Cardiac arrhythmias are ameliorated by local inhibition of angiotensin formation and bradykinin degradation with the converting-enzyme inhibitor ramipril.

We investigated the influence of the angiotensin-converting enzyme (ACE) inhibitor ramipril on cardiac arrhythmias in guinea pigs and rats. Ramiprilat, the active moiety of ramipril, did not influence action potentials of isolated guinea-pig papillary muscle or rabbit sinus node, thereby excluding cellular electrophysiological evidence of anti-arrhythmic properties.
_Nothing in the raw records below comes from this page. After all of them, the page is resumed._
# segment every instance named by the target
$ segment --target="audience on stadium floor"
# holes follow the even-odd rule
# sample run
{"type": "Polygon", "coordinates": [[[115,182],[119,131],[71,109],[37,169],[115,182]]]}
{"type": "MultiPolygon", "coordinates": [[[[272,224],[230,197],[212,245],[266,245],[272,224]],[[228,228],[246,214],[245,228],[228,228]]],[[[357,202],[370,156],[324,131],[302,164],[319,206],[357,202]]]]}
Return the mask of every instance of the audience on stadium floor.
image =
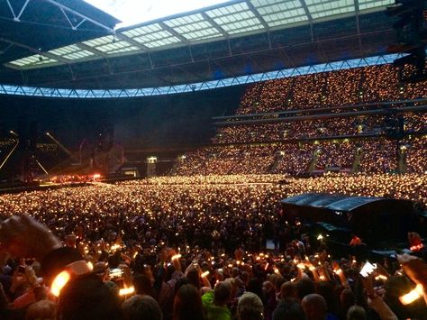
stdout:
{"type": "MultiPolygon", "coordinates": [[[[237,114],[425,96],[422,84],[399,85],[392,67],[377,66],[254,85],[237,114]]],[[[425,130],[424,115],[408,119],[408,133],[425,130]]],[[[410,199],[424,209],[425,139],[262,144],[382,130],[385,121],[227,127],[217,142],[260,143],[190,152],[177,174],[193,177],[0,196],[0,318],[426,318],[422,260],[385,259],[361,276],[367,264],[357,253],[337,255],[278,206],[324,192],[410,199]],[[396,170],[398,152],[410,173],[385,174],[396,170]],[[291,176],[358,163],[363,174],[291,176]]]]}
{"type": "MultiPolygon", "coordinates": [[[[123,215],[121,219],[126,220],[123,215]]],[[[363,278],[359,274],[362,261],[355,256],[331,256],[323,241],[311,240],[298,221],[282,224],[288,240],[280,241],[282,249],[275,252],[246,247],[247,238],[226,249],[226,234],[214,236],[205,247],[186,242],[188,239],[185,243],[191,245],[184,245],[166,230],[162,236],[154,228],[132,237],[126,229],[129,224],[112,222],[104,224],[105,236],[96,240],[89,236],[90,229],[76,224],[67,230],[73,233],[63,233],[61,243],[28,215],[4,221],[2,318],[278,320],[426,315],[427,265],[421,259],[398,257],[403,267],[385,260],[363,278]],[[60,278],[64,273],[68,279],[60,278]],[[406,301],[403,297],[415,286],[418,298],[406,301]]],[[[263,231],[257,232],[254,224],[241,222],[232,230],[239,232],[241,226],[253,227],[261,238],[263,231]]],[[[224,227],[230,229],[228,224],[224,227]]],[[[186,233],[186,229],[176,234],[184,240],[186,233]]]]}

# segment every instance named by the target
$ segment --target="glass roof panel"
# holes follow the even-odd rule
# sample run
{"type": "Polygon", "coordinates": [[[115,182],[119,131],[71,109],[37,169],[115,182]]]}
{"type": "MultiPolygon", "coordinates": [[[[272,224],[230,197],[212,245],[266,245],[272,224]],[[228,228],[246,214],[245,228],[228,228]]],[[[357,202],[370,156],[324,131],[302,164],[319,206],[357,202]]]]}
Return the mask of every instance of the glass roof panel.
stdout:
{"type": "Polygon", "coordinates": [[[370,8],[377,8],[386,5],[394,5],[394,0],[359,0],[359,9],[365,10],[370,8]]]}
{"type": "Polygon", "coordinates": [[[354,0],[305,0],[313,19],[355,11],[354,0]]]}
{"type": "Polygon", "coordinates": [[[129,43],[128,41],[116,39],[112,35],[92,39],[87,41],[83,41],[83,43],[107,54],[129,52],[140,50],[140,48],[129,43]]]}
{"type": "Polygon", "coordinates": [[[45,57],[40,54],[34,54],[30,57],[25,57],[23,59],[18,59],[14,61],[10,61],[9,63],[17,67],[32,67],[32,66],[42,66],[42,65],[49,65],[52,63],[58,63],[59,61],[45,57]]]}

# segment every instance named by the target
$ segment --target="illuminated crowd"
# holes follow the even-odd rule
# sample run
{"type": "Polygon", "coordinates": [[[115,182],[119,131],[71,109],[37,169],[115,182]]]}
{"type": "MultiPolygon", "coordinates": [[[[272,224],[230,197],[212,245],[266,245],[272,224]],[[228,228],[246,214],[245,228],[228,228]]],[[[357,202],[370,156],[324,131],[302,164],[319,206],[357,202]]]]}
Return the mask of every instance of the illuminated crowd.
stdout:
{"type": "Polygon", "coordinates": [[[400,143],[387,139],[332,140],[256,145],[210,146],[188,152],[177,175],[287,173],[313,169],[345,172],[396,172],[399,161],[408,172],[427,171],[426,136],[400,143]],[[400,152],[404,152],[401,155],[400,152]]]}
{"type": "Polygon", "coordinates": [[[425,81],[401,84],[398,71],[383,65],[259,82],[246,91],[237,113],[352,105],[426,96],[425,81]]]}
{"type": "MultiPolygon", "coordinates": [[[[237,114],[415,99],[426,87],[399,84],[391,66],[306,75],[255,84],[237,114]]],[[[349,233],[352,254],[338,255],[328,234],[288,219],[280,204],[326,193],[407,199],[425,211],[427,136],[418,133],[427,118],[404,118],[400,141],[362,137],[386,133],[377,114],[226,126],[213,145],[180,157],[174,176],[1,195],[0,318],[425,318],[423,262],[384,259],[361,277],[362,240],[349,233]],[[46,257],[7,256],[19,251],[11,239],[28,244],[25,224],[71,250],[68,278],[75,262],[86,273],[48,277],[46,257]]]]}
{"type": "MultiPolygon", "coordinates": [[[[186,291],[179,288],[190,285],[186,289],[194,294],[186,297],[190,299],[187,303],[200,307],[195,310],[200,315],[192,314],[192,318],[216,319],[216,309],[212,309],[216,306],[228,315],[224,319],[246,319],[240,315],[239,305],[251,293],[259,301],[258,305],[253,299],[248,302],[255,308],[251,312],[258,312],[256,319],[284,318],[280,313],[286,312],[281,309],[286,308],[282,306],[285,303],[300,310],[295,318],[314,319],[304,305],[304,299],[310,297],[324,301],[324,310],[318,312],[345,319],[353,306],[359,306],[362,313],[367,313],[368,306],[377,310],[366,297],[357,299],[362,261],[356,256],[350,260],[333,256],[298,221],[285,223],[279,200],[307,192],[339,192],[412,199],[425,206],[426,185],[427,177],[419,174],[331,174],[311,178],[283,175],[159,177],[3,195],[0,214],[4,219],[30,215],[46,224],[64,245],[75,247],[90,262],[93,272],[108,284],[117,297],[117,306],[123,304],[123,319],[132,318],[126,317],[127,313],[136,312],[128,305],[142,304],[146,297],[152,298],[151,304],[162,316],[153,319],[185,319],[188,313],[179,308],[179,298],[186,291]],[[277,183],[284,178],[286,183],[277,183]],[[265,251],[267,238],[275,239],[276,250],[270,252],[265,251]],[[223,286],[230,292],[220,305],[212,298],[220,295],[223,286]],[[349,300],[341,300],[342,295],[349,300]]],[[[349,242],[350,238],[349,234],[349,242]]],[[[27,315],[37,314],[40,309],[46,311],[47,305],[52,312],[57,310],[54,291],[49,291],[40,279],[37,263],[21,260],[6,264],[2,277],[10,277],[10,280],[0,281],[2,315],[18,316],[23,310],[27,315]],[[20,271],[19,266],[25,271],[20,271]]],[[[389,278],[406,283],[402,292],[410,290],[397,264],[384,267],[386,271],[376,274],[380,280],[377,286],[381,283],[386,288],[389,278]]],[[[366,287],[367,293],[370,289],[366,287]]],[[[394,295],[397,293],[389,291],[382,298],[398,318],[421,315],[422,299],[407,309],[393,302],[394,295]]],[[[139,318],[150,317],[142,315],[139,318]]]]}

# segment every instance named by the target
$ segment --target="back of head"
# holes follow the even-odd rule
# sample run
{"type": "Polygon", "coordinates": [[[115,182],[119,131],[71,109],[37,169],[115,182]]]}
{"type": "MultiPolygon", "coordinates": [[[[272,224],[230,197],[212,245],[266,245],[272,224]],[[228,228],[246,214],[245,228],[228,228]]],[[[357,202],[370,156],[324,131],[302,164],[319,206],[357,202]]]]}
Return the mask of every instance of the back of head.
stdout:
{"type": "Polygon", "coordinates": [[[244,293],[239,298],[237,318],[239,320],[264,319],[264,306],[259,297],[252,292],[244,293]]]}
{"type": "Polygon", "coordinates": [[[286,281],[280,287],[280,298],[286,297],[296,298],[296,287],[294,282],[286,281]]]}
{"type": "Polygon", "coordinates": [[[124,320],[162,320],[159,303],[150,296],[136,295],[122,305],[124,320]]]}
{"type": "Polygon", "coordinates": [[[366,320],[367,313],[365,309],[359,306],[352,306],[347,311],[347,320],[366,320]]]}
{"type": "Polygon", "coordinates": [[[137,274],[133,277],[133,285],[138,295],[152,296],[151,279],[145,274],[137,274]]]}
{"type": "Polygon", "coordinates": [[[99,277],[88,274],[71,280],[62,288],[58,312],[63,320],[117,319],[119,299],[99,277]]]}
{"type": "Polygon", "coordinates": [[[273,320],[304,320],[306,319],[301,305],[293,298],[281,299],[273,311],[273,320]]]}
{"type": "Polygon", "coordinates": [[[57,318],[57,304],[50,300],[40,300],[31,305],[25,314],[25,320],[57,318]]]}
{"type": "Polygon", "coordinates": [[[307,295],[315,292],[314,283],[309,279],[302,279],[296,281],[296,294],[300,300],[307,295]]]}
{"type": "Polygon", "coordinates": [[[199,289],[192,284],[181,286],[175,296],[174,319],[203,320],[204,311],[199,289]]]}
{"type": "Polygon", "coordinates": [[[307,295],[303,298],[301,305],[309,320],[323,320],[326,317],[326,301],[321,295],[307,295]]]}
{"type": "Polygon", "coordinates": [[[232,288],[230,281],[219,282],[214,290],[214,303],[217,306],[226,305],[232,298],[232,288]]]}

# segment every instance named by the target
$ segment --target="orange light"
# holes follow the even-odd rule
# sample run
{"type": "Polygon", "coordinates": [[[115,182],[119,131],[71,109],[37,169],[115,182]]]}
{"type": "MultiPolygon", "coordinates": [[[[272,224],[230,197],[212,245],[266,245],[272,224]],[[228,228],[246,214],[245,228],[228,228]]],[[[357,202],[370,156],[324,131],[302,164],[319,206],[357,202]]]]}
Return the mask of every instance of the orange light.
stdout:
{"type": "Polygon", "coordinates": [[[181,254],[178,253],[178,254],[173,255],[172,258],[170,258],[170,259],[171,259],[172,261],[174,261],[174,260],[179,259],[179,258],[181,258],[181,254]]]}
{"type": "Polygon", "coordinates": [[[424,247],[422,243],[417,244],[417,245],[413,245],[411,248],[409,248],[410,251],[419,251],[424,247]]]}
{"type": "Polygon", "coordinates": [[[135,292],[135,287],[123,288],[119,290],[119,296],[129,296],[135,292]]]}
{"type": "Polygon", "coordinates": [[[413,290],[411,292],[399,297],[399,300],[402,305],[409,305],[412,304],[413,301],[417,300],[422,296],[422,285],[418,284],[413,290]]]}
{"type": "Polygon", "coordinates": [[[62,271],[55,277],[50,288],[53,296],[59,297],[60,290],[69,281],[70,278],[71,276],[68,271],[62,271]]]}
{"type": "Polygon", "coordinates": [[[375,277],[375,279],[376,280],[386,280],[387,279],[387,277],[382,275],[382,274],[379,274],[377,275],[377,277],[375,277]]]}

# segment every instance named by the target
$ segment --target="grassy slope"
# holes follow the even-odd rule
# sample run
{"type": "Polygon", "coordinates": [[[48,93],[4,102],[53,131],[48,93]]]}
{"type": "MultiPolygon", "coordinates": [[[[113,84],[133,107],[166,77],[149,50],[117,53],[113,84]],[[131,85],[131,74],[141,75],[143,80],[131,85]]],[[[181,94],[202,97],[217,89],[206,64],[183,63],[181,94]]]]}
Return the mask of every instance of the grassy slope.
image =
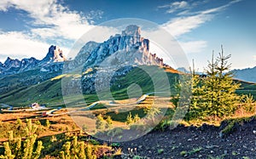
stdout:
{"type": "MultiPolygon", "coordinates": [[[[152,69],[153,74],[157,73],[160,68],[156,66],[144,66],[152,69]]],[[[125,77],[119,77],[111,88],[113,96],[115,99],[127,99],[127,88],[132,84],[137,83],[142,88],[143,94],[154,92],[154,84],[151,77],[143,69],[136,68],[130,71],[125,77]]],[[[177,71],[170,68],[165,68],[170,85],[171,91],[173,90],[173,84],[178,74],[177,71]]],[[[19,83],[18,79],[27,78],[28,77],[36,76],[37,72],[27,71],[22,75],[7,76],[4,79],[0,80],[0,85],[4,84],[4,81],[11,82],[11,90],[7,93],[0,94],[0,103],[13,105],[14,106],[24,106],[32,102],[38,102],[39,104],[46,104],[49,106],[63,105],[63,99],[61,96],[61,79],[55,78],[55,80],[47,80],[32,86],[19,87],[14,83],[19,83]],[[3,81],[4,80],[4,81],[3,81]]],[[[159,78],[158,82],[161,82],[159,78]]],[[[241,81],[236,81],[241,83],[241,88],[237,91],[237,94],[252,94],[256,97],[255,83],[249,83],[241,81]],[[252,91],[253,90],[253,91],[252,91]]],[[[165,91],[165,85],[160,86],[160,89],[165,91]]],[[[87,104],[90,104],[98,100],[96,94],[85,94],[84,99],[87,104]]]]}

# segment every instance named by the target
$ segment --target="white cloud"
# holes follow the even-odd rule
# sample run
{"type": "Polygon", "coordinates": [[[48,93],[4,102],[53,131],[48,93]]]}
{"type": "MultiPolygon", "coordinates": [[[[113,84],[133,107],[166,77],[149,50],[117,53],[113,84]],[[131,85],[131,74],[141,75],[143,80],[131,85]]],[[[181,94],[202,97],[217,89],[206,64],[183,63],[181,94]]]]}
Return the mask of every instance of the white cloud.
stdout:
{"type": "MultiPolygon", "coordinates": [[[[181,13],[177,14],[177,15],[182,16],[170,20],[166,23],[163,24],[162,27],[166,29],[174,37],[178,37],[183,34],[190,32],[192,30],[201,26],[207,21],[211,20],[214,17],[214,15],[218,12],[225,9],[233,3],[241,1],[241,0],[231,1],[229,3],[222,5],[220,7],[208,9],[195,13],[189,12],[190,9],[188,8],[188,9],[183,10],[181,13]]],[[[178,6],[185,7],[186,5],[183,4],[178,6]]]]}
{"type": "Polygon", "coordinates": [[[166,9],[167,8],[167,11],[166,13],[168,14],[172,14],[174,12],[177,12],[180,9],[187,9],[189,7],[189,3],[185,1],[181,1],[181,2],[174,2],[172,3],[171,4],[167,4],[167,5],[163,5],[163,6],[159,6],[159,9],[166,9]]]}
{"type": "MultiPolygon", "coordinates": [[[[0,60],[3,62],[8,56],[12,58],[35,57],[41,60],[46,55],[49,47],[46,43],[38,41],[27,34],[18,31],[0,32],[0,60]]],[[[64,53],[69,51],[66,48],[61,48],[64,53]]]]}
{"type": "Polygon", "coordinates": [[[199,27],[206,21],[211,20],[211,14],[197,14],[189,17],[179,17],[171,20],[162,25],[162,27],[168,31],[172,36],[179,37],[183,34],[191,31],[193,29],[199,27]]]}
{"type": "Polygon", "coordinates": [[[9,8],[26,11],[32,18],[27,21],[32,27],[26,32],[0,32],[2,61],[7,56],[42,59],[51,44],[61,44],[60,48],[67,54],[69,49],[64,43],[69,43],[67,46],[72,46],[75,40],[94,27],[81,14],[71,11],[56,0],[0,1],[0,11],[8,11],[9,8]]]}
{"type": "Polygon", "coordinates": [[[71,11],[56,0],[3,0],[0,3],[0,10],[7,11],[10,7],[26,11],[34,19],[31,24],[38,26],[32,32],[43,38],[76,40],[93,27],[79,13],[71,11]]]}
{"type": "Polygon", "coordinates": [[[181,42],[181,47],[184,52],[188,54],[201,53],[203,48],[207,47],[207,42],[206,41],[191,41],[191,42],[181,42]]]}

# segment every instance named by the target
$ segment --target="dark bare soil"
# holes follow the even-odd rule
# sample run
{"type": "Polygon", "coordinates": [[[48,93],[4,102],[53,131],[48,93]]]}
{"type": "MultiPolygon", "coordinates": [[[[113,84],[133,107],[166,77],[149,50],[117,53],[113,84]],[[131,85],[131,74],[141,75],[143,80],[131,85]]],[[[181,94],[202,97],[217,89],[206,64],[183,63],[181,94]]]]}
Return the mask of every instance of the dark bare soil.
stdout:
{"type": "Polygon", "coordinates": [[[178,126],[172,130],[154,131],[120,143],[125,153],[120,157],[256,159],[256,119],[236,124],[230,133],[220,135],[226,125],[178,126]]]}

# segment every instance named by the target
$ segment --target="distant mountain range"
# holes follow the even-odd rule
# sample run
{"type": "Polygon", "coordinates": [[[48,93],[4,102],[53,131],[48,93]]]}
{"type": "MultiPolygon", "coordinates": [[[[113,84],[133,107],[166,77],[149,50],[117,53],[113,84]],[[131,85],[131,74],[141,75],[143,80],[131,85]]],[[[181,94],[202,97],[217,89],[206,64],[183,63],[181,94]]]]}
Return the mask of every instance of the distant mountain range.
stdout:
{"type": "MultiPolygon", "coordinates": [[[[170,83],[175,83],[179,72],[150,53],[149,45],[150,41],[141,36],[140,27],[131,25],[103,43],[84,43],[73,60],[67,60],[61,49],[53,45],[41,60],[33,57],[21,60],[9,57],[3,64],[0,63],[0,103],[20,106],[49,102],[48,105],[62,105],[63,94],[77,93],[73,88],[79,88],[79,91],[82,88],[84,94],[93,94],[96,79],[99,80],[97,89],[112,87],[116,94],[120,94],[120,98],[131,83],[138,82],[148,92],[152,81],[147,72],[136,68],[138,65],[154,71],[164,69],[170,83]],[[114,74],[111,75],[112,72],[114,74]],[[124,78],[126,75],[128,78],[124,78]],[[65,76],[71,79],[67,83],[70,88],[66,89],[65,80],[61,80],[65,76]]],[[[188,72],[184,68],[177,70],[188,72]]],[[[234,71],[238,79],[255,82],[255,70],[254,67],[234,71]]]]}
{"type": "MultiPolygon", "coordinates": [[[[164,64],[163,59],[149,53],[149,40],[141,36],[141,28],[131,25],[128,26],[121,34],[111,36],[103,43],[84,43],[73,60],[67,60],[61,49],[53,45],[49,47],[46,56],[41,60],[33,57],[21,60],[9,57],[3,64],[0,63],[0,103],[3,98],[7,98],[6,100],[9,101],[10,94],[20,94],[20,91],[28,90],[45,82],[48,84],[38,90],[42,95],[53,83],[49,80],[63,73],[71,75],[79,73],[82,77],[73,78],[70,85],[80,84],[84,93],[90,94],[95,91],[96,76],[103,76],[100,78],[102,81],[98,82],[100,83],[98,87],[102,88],[106,85],[109,87],[109,83],[106,83],[106,81],[110,80],[113,83],[117,78],[115,77],[125,75],[137,65],[171,68],[164,64]],[[76,71],[77,70],[79,72],[76,71]],[[113,77],[109,76],[111,71],[114,72],[113,77]]],[[[55,86],[55,90],[52,89],[50,92],[60,91],[61,88],[61,86],[55,86]]],[[[75,90],[67,90],[68,93],[72,91],[75,90]]],[[[50,94],[53,93],[49,93],[50,94]]],[[[61,92],[57,94],[61,94],[61,92]]],[[[57,94],[55,94],[54,96],[57,94]]],[[[26,95],[24,98],[29,100],[32,97],[26,95]]]]}
{"type": "Polygon", "coordinates": [[[16,74],[37,68],[40,68],[42,71],[57,71],[61,70],[60,63],[65,60],[66,57],[59,47],[52,45],[42,60],[33,57],[21,60],[8,57],[3,64],[0,62],[0,76],[16,74]]]}

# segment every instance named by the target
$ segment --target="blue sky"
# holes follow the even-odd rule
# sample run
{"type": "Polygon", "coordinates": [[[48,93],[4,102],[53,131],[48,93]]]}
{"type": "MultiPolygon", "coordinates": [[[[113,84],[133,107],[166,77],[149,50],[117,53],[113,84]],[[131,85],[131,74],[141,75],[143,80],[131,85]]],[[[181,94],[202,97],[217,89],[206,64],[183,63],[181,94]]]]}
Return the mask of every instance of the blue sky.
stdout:
{"type": "Polygon", "coordinates": [[[8,56],[42,59],[51,44],[67,54],[94,26],[118,18],[139,18],[169,31],[201,71],[221,44],[232,55],[232,68],[253,67],[255,8],[255,0],[1,0],[0,61],[8,56]]]}

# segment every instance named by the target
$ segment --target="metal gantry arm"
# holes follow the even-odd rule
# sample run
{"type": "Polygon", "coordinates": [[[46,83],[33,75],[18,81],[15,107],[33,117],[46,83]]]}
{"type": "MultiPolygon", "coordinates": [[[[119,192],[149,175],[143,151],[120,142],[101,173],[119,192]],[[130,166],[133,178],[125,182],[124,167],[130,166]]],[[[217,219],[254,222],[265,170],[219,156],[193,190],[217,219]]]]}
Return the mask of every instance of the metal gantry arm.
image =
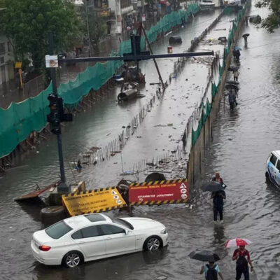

Ramipril protected against cardiac arrhythmias induced by digoxin infusion in guinea pigs. This effect was comparable with that of lidocaine. In isolated perfused ischemic working rat hearts, angiotensin (ANG) I (3 x 10(-9) M/l) and ANG II (1 x 10(-9) M/l) aggravated reperfusion arrhythmias, accompanied by deterioration of cardiodynamic and metabolic events. Bradykinin (BK) (1 x 10(-10)-1 x 10(-8) M/l), in contrast, protected against reperfusion arrhythmias, which corresponded to an increase in energy-rich phosphates and glycogen stores and a decrease in lactate levels in myocardial tissue. Identical changes were seen in hearts from rats pretreated with ramipril (1 mg/kg PO) or perfused with ramiprilat (2.58 x 10(-7)-2.58 x 10(-5) M/l). Local ACE inhibition in these ischemic hearts antagonized ANG I but not ANG II effects and enhanced BK effects. The BK antagonist D-Arg-(Hyp2, Thi5,8, D-Phe7)BK abolished the beneficial effects of BK, ramipril, and ramiprilat. Increased concentrations of BK or ramiprilat were able to reverse the antagonism. The antiarrhythmic agent nicainoprol, a fast-sodium-channel blocking drug (class Ib), also protected isolated rat hearts against reperfusion arrhythmias, but was without beneficial effects on cardiac hemodynamics and biochemical parameters, in contrast to the ACE inhibitor. These results suggest that the beneficial effects of the ACE inhibitor ramipril on digoxin and reperfusion arrhythmias are not mediated by their direct actions on ionic channels in the cell membrane. It seems that other factors are responsible for its beneficial effects on reperfusion arrhythmias, cardiac function, and metabolism, which are associated with a reduction in ANG II generation and BK degradation by local ACE inhibition in the heart.